# Best way to glue aluminum to cast iron



## empty5853 (Oct 6, 2009)

Hello,
What is the best epoxy/glue to use to attach a piece of aluminum to cast iron.

Thanks.

Mark T.


----------



## TheFridge (May 1, 2014)

Depends on the application I guess.


----------



## CajunWoodArtist (Oct 27, 2015)

West System epoxy


----------



## MrUnix (May 18, 2012)

Like the Fridge sez… depends on the application and what kind of force it will have to withstand. Epoxy would probably hold it on, but I doubt it would take much stress… which would really need one or more of these:








Or the ever popular (among manufacturers) drive screw:









Cheers,
Brad


----------



## Dark_Lightning (Nov 20, 2009)

Why do you not want to use mechanical fasteners?


----------



## jamesbond007 (Jan 3, 2012)

J B Weld


----------



## dschlic1 (Jan 3, 2013)

To increase adhesion wet sand both surfaces with the epoxy applied. This does two things: breaks down any surface oxidation and roughens the surface. Learned this trick in boat building.


----------



## empty5853 (Oct 6, 2009)

Thanks for all the replies everybody. I appreciate it.
Here's what I'm looking to do. I should of explained it in my first post.
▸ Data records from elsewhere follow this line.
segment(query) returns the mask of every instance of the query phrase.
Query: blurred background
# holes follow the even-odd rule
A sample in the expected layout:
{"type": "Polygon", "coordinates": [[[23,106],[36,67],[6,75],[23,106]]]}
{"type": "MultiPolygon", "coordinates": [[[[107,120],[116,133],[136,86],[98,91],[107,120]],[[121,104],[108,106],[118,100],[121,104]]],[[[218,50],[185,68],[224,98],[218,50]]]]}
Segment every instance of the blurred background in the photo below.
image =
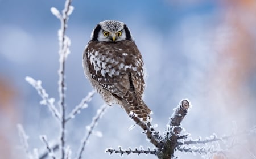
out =
{"type": "MultiPolygon", "coordinates": [[[[48,109],[39,104],[37,92],[24,80],[42,81],[51,97],[59,100],[57,30],[60,22],[50,12],[61,10],[64,1],[0,0],[0,153],[1,158],[25,158],[16,124],[29,136],[30,149],[45,150],[39,135],[51,144],[59,136],[59,124],[48,109]]],[[[144,59],[147,87],[144,101],[154,111],[153,124],[162,132],[172,109],[183,98],[192,108],[182,122],[184,133],[205,139],[249,130],[256,124],[256,1],[76,1],[68,22],[71,54],[67,62],[67,111],[92,88],[85,78],[82,52],[92,31],[100,22],[126,23],[144,59]]],[[[104,102],[95,96],[89,107],[68,123],[67,144],[75,156],[97,110],[104,102]]],[[[57,102],[56,105],[57,105],[57,102]]],[[[98,122],[84,158],[119,158],[104,151],[143,145],[153,148],[119,106],[110,108],[98,122]]],[[[255,135],[241,140],[242,148],[230,158],[254,158],[255,135]]],[[[225,147],[224,147],[225,148],[225,147]]],[[[176,152],[180,158],[200,155],[176,152]]],[[[230,154],[231,155],[231,154],[230,154]]],[[[207,156],[207,158],[208,157],[207,156]]],[[[225,158],[214,156],[215,159],[225,158]]],[[[131,154],[125,158],[156,158],[131,154]]]]}

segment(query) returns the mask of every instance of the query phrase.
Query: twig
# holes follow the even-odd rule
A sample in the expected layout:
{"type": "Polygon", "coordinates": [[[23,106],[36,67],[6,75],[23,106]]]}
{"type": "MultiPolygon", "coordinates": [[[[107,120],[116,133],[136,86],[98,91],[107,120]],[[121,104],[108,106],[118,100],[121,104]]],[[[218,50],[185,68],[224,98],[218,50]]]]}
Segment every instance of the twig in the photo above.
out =
{"type": "Polygon", "coordinates": [[[84,151],[84,148],[86,143],[88,142],[89,137],[90,137],[90,135],[93,133],[93,130],[96,125],[97,122],[100,119],[102,115],[106,111],[106,109],[108,108],[108,105],[106,104],[104,104],[97,111],[97,114],[93,118],[92,123],[90,126],[87,128],[88,130],[88,132],[87,135],[84,137],[84,139],[82,140],[81,143],[80,148],[79,148],[79,151],[77,153],[77,156],[76,158],[81,159],[82,158],[82,154],[84,151]]]}
{"type": "Polygon", "coordinates": [[[245,134],[256,134],[255,127],[253,127],[251,130],[245,130],[240,132],[237,132],[236,134],[231,134],[228,136],[224,136],[222,137],[218,137],[215,134],[213,134],[210,138],[207,137],[205,140],[201,140],[200,138],[197,140],[190,140],[189,141],[185,141],[184,142],[179,142],[177,144],[177,146],[180,146],[182,145],[190,145],[190,144],[205,144],[207,143],[212,143],[214,141],[224,141],[225,140],[228,140],[230,138],[233,138],[238,136],[245,135],[245,134]]]}
{"type": "Polygon", "coordinates": [[[49,110],[52,113],[52,115],[56,117],[58,121],[59,121],[60,115],[53,104],[54,98],[49,98],[49,95],[46,93],[46,90],[42,87],[41,81],[35,80],[32,78],[28,76],[26,77],[25,79],[29,84],[33,86],[36,91],[38,91],[38,94],[43,99],[41,101],[40,104],[47,105],[49,110]]]}
{"type": "Polygon", "coordinates": [[[22,125],[19,124],[17,125],[18,131],[19,132],[19,139],[20,140],[20,143],[25,150],[27,157],[28,159],[33,159],[33,156],[31,153],[28,150],[28,144],[27,143],[27,139],[28,136],[26,134],[25,131],[22,127],[22,125]]]}
{"type": "Polygon", "coordinates": [[[188,113],[190,104],[187,100],[182,100],[170,119],[167,131],[163,140],[163,147],[158,153],[159,159],[169,159],[174,157],[174,152],[178,143],[179,134],[182,131],[180,123],[188,113]]]}
{"type": "Polygon", "coordinates": [[[46,145],[46,149],[48,151],[49,156],[51,156],[52,159],[56,159],[55,155],[54,154],[54,152],[49,146],[49,143],[47,141],[46,136],[44,135],[42,135],[40,136],[40,138],[41,139],[42,141],[46,145]]]}
{"type": "Polygon", "coordinates": [[[147,139],[150,140],[150,141],[153,145],[159,149],[161,149],[163,148],[163,144],[154,135],[156,133],[156,131],[152,126],[151,127],[148,126],[148,125],[151,125],[150,123],[147,124],[142,121],[140,118],[137,117],[134,113],[131,113],[129,114],[129,117],[135,121],[136,124],[139,126],[143,130],[147,139]]]}
{"type": "Polygon", "coordinates": [[[59,36],[59,54],[60,55],[59,63],[60,68],[59,73],[59,106],[60,110],[60,158],[64,159],[65,157],[65,59],[70,53],[69,46],[71,45],[70,39],[65,35],[67,28],[68,17],[71,14],[73,7],[71,6],[72,0],[66,0],[65,7],[62,11],[62,15],[55,8],[52,8],[51,11],[60,20],[60,29],[58,31],[59,36]]]}
{"type": "Polygon", "coordinates": [[[190,152],[190,153],[197,153],[199,154],[209,154],[214,153],[218,152],[217,149],[214,149],[214,147],[210,146],[208,147],[188,147],[188,146],[179,146],[177,147],[177,149],[181,152],[190,152]]]}
{"type": "MultiPolygon", "coordinates": [[[[58,144],[55,144],[54,146],[52,147],[52,148],[51,148],[52,149],[52,151],[56,151],[57,149],[59,149],[59,145],[58,144]]],[[[42,154],[41,154],[41,156],[39,157],[39,159],[44,159],[46,158],[46,157],[47,157],[47,156],[49,155],[48,151],[46,151],[44,153],[43,153],[42,154]]]]}
{"type": "Polygon", "coordinates": [[[188,113],[190,107],[189,102],[187,100],[183,100],[179,105],[176,108],[175,111],[170,119],[168,126],[179,126],[184,117],[188,113]]]}
{"type": "Polygon", "coordinates": [[[105,151],[106,153],[109,153],[110,154],[112,154],[113,153],[120,153],[120,156],[122,156],[123,154],[127,154],[127,155],[129,155],[131,153],[138,154],[139,155],[142,153],[144,154],[152,154],[156,155],[158,150],[156,149],[154,149],[154,150],[151,150],[148,147],[148,150],[144,150],[142,147],[140,147],[140,149],[138,149],[137,148],[133,150],[131,148],[129,148],[128,149],[123,149],[121,147],[119,147],[119,150],[113,149],[111,148],[107,149],[105,151]]]}
{"type": "Polygon", "coordinates": [[[92,97],[96,93],[96,91],[95,91],[94,90],[92,90],[92,91],[89,92],[88,94],[85,97],[85,98],[83,98],[81,102],[79,105],[77,105],[72,110],[72,111],[71,111],[71,112],[68,115],[68,117],[65,119],[65,122],[67,122],[71,119],[74,118],[76,114],[80,112],[81,109],[87,108],[87,103],[92,100],[92,97]]]}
I need to attach an aluminum miter track to a cast iron router table. I know you can drill and tap cast iron but this is an old table over an 1" thick and my "drill & tap" experience for cast iron is limited. The table is 27" wide so I'm guessing with holes needed every 4" - 6" for #6 machine screws. Well you can do the math. Lots of holes with the potential for snapping off a tap or drill bit. Been there done that. It's no fun.
I thought of taking the table to a machine shop and having them do it. They have the equipment and expertise to do it pretty easy I would think
The problem is the top weighs a ton. That's why I was thinking epoxy.

I'll have to think about another way to do what I want to do. I do believe you've all hit on my only (2) options. Epoxy it in or drill and tap it.

Take care and thanks again.

Vr
Mark T.


----------



## MrRon (Jul 9, 2009)

I would definitely drill and tap. It's not that hard to do. Just place your aluminum track where you want it and clamp it down. Since you want to use # 6 machine screws, first drill # 36 holes through the aluminum and the cast iron. Remove the aluminum track and tap using a #6-32 HSS tap. Don't use a cheap carbon steel tap (too easy to break). open the holes in the track with a #28 drill or a 9/64" drill. Countersink the holes and you are done. When you tap, just try to keep the tap as perpendicular to the surface as you can; take a turn then back off 1/2 turn and keep repeating. Use the shortest machine screws you have. At 32 threads per inch, 6 threads penetration is adequate. If the cast iron top is thin enough, like 1/4" or less, use a starting tap and tap all the way through. If it is much thicker, you will have to go the 3 tap way, starting with a starting tap and finishing with a bottoming tap. Lubrication isn't necessary with cast iron, but keep the hole clean by compressed air or a magnet.


----------



## Bluepine38 (Dec 14, 2009)

If that table really is 1" thick. ask a machine shop what it would cost to machine a miter track in the table.


----------



## 000 (Dec 9, 2015)

How about drilling a hole and using a nut on the other side?


----------



## 9x9 (Jan 2, 2015)

3M 5200 ---takes 7 days to fully dry / cure

rough up / scratch both surfaces before if can


----------